Теперь встал тот молодой невольник, что привлек всеобщее внимание ростом, красотой и мужественным взглядом; он поклонился шейху и звучным голосом начал так:
История Альмансора
О господин! Те, что говорили передо мной, рассказали диковинные истории, слышанные ими в чужих краях; к стыду своему, должен сознаться, что не могу рассказать ничего достойного вашего внимания. Но ежели вам не покажется скучным, я поведаю о чудесной судьбе одного моего друга.
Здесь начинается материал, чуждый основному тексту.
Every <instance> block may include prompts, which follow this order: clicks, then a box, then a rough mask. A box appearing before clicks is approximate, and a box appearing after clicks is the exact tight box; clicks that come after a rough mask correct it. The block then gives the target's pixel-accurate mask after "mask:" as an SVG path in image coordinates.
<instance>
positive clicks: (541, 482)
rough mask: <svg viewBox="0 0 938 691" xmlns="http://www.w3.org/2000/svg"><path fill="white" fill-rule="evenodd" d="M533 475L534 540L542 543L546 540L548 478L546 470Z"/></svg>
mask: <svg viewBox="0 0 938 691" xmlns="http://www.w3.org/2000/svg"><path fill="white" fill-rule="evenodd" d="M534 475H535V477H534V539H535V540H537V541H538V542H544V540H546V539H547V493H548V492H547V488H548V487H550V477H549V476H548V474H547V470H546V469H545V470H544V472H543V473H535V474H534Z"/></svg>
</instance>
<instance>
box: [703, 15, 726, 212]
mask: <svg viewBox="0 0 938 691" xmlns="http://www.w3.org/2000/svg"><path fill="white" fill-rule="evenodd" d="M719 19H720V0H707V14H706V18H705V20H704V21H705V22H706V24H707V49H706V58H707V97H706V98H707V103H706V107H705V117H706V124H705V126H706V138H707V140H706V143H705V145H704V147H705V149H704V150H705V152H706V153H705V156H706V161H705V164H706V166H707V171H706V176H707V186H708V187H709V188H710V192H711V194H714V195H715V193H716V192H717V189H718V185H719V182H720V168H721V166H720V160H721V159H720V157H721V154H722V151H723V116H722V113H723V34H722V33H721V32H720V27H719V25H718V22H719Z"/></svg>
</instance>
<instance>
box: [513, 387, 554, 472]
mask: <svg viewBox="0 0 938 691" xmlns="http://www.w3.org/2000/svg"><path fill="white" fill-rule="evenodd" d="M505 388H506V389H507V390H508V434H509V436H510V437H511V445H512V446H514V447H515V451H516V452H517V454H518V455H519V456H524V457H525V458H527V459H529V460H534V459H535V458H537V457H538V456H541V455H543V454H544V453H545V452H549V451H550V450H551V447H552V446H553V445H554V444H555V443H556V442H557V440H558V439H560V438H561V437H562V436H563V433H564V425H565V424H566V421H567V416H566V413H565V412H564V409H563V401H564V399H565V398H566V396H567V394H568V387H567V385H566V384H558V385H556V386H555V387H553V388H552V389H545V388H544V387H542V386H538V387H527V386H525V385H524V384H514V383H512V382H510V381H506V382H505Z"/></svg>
На том корабле алжирских пиратов, откуда вызволила меня ваша щедрость, находился юноша моего возраста, как мне казалось, рожденный не для невольничьей одежды, которую он носил. Остальные несчастные на нашем корабле были либо людьми грубыми, водить компанию с которыми мне не хотелось, либо чужеземцами, языка которых я не понимал; поэтому, когда выпадала свободная минутка, я охотно проводил ее с тем юношей. Звали его Альмансор, и, судя по выговору, он был родом из Египта. Мы услаждали себя беседами, и вот однажды напали на мысль поведать друг другу свою судьбу, и история моего товарища по несчастью оказалась гораздо интересней моей.
Отец Альмансора был знатным вельможей и жил в Египте, в городе, которого он мне не назвал. Дни детства Альмансор провел в довольстве и радости, окруженный вниманием и всей земной роскошью. Но изнежен он не был и рано воспитал свой ум, отец его, человек мудрый, наставлял его в добродетели, а учителем его был знаменитый ученый, преподававший ему все, что необходимо знать юноше. Альмансору шел десятый год, когда из-за моря пришли франки и напали на его народ.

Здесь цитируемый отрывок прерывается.